## a bootstrap likelihood approach to Bayesian computation

Posted in Books, R, Statistics, University life with tags , , , , , , , , on October 16, 2014 by xi'an

This paper by Weixuan Zhu, Juan Miguel Marín [from Carlos III in Madrid, not to be confused with Jean-Michel Marin, from Montpellier!], and Fabrizio Leisen proposes an alternative to our 2013 PNAS paper with Kerrie Mengersen and Pierre Pudlo on empirical likelihood ABC, or BCel. The alternative is based on Davison, Hinkley and Worton’s (1992) bootstrap likelihood, which relies on a double-bootstrap to produce a non-parametric estimate of the distribution of a given estimator of the parameter θ. Including a smooth curve-fitting algorithm step, for which not much description is available from the paper.

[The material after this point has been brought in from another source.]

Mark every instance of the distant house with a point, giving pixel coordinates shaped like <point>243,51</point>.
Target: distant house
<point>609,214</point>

“…in contrast with the empirical likelihood method, the bootstrap likelihood doesn’t require any set of subjective constrains taking advantage from the bootstrap methodology. This makes the algorithm an automatic and reliable procedure where only a few parameters need to be specified.”

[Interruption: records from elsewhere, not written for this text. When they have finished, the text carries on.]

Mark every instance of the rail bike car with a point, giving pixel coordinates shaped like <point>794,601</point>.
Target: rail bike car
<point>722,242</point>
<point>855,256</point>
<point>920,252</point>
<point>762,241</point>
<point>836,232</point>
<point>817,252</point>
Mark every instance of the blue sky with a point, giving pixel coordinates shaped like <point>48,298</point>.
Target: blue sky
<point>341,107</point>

The spirit is indeed quite similar to ours in that a non-parametric substitute plays the role of the actual likelihood, with no correction for the substitution. Both approaches are convergent, with similar or identical convergence speeds. While the empirical likelihood relies on a choice of parameter identifying constraints, the bootstrap version starts directly from the [subjectively] chosen estimator of θ. For it indeed needs to be chosen. And computed.

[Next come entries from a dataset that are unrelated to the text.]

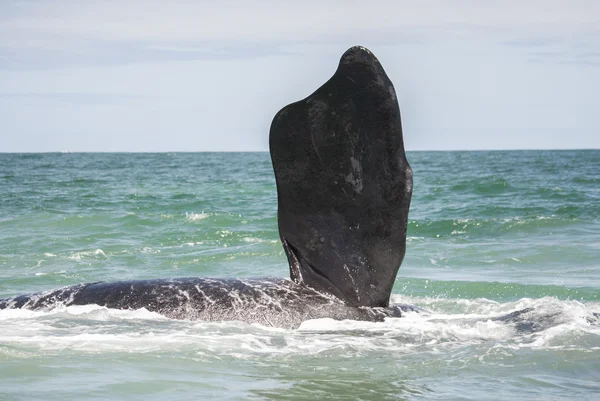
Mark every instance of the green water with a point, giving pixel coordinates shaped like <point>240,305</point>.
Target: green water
<point>489,233</point>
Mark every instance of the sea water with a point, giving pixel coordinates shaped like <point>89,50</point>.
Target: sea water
<point>489,234</point>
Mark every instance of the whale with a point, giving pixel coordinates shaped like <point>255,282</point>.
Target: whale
<point>343,195</point>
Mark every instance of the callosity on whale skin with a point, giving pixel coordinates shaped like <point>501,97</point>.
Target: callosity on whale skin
<point>270,302</point>
<point>344,188</point>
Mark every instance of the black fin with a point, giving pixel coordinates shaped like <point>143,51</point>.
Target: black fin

“Another benefit of using the bootstrap likelihood (…) is that the construction of bootstrap likelihood could be done once and not at every iteration as the empirical likelihood. This leads to significant improvement in the computing time when different priors are compared.”

This is an improvement that could apply to the empirical likelihood approach, as well, once a large enough collection of likelihood values has been gathered. But only in small enough dimensions where smooth curve-fitting algorithms can operate. The same criticism applying to the derivation of a non-parametric density estimate for the distribution of the estimator of θ. Critically, the paper only processes examples with a few parameters.

In the comparisons between BCel and BCbl that are produced in the paper, the gain is indeed towards BCbl. Since this paper is mostly based on examples and illustrations, not unlike ours, I would like to see more details on the calibration of the non-parametric methods and of regular ABC, as well as on the computing time. And the variability of both methods on more than a single Monte Carlo experiment.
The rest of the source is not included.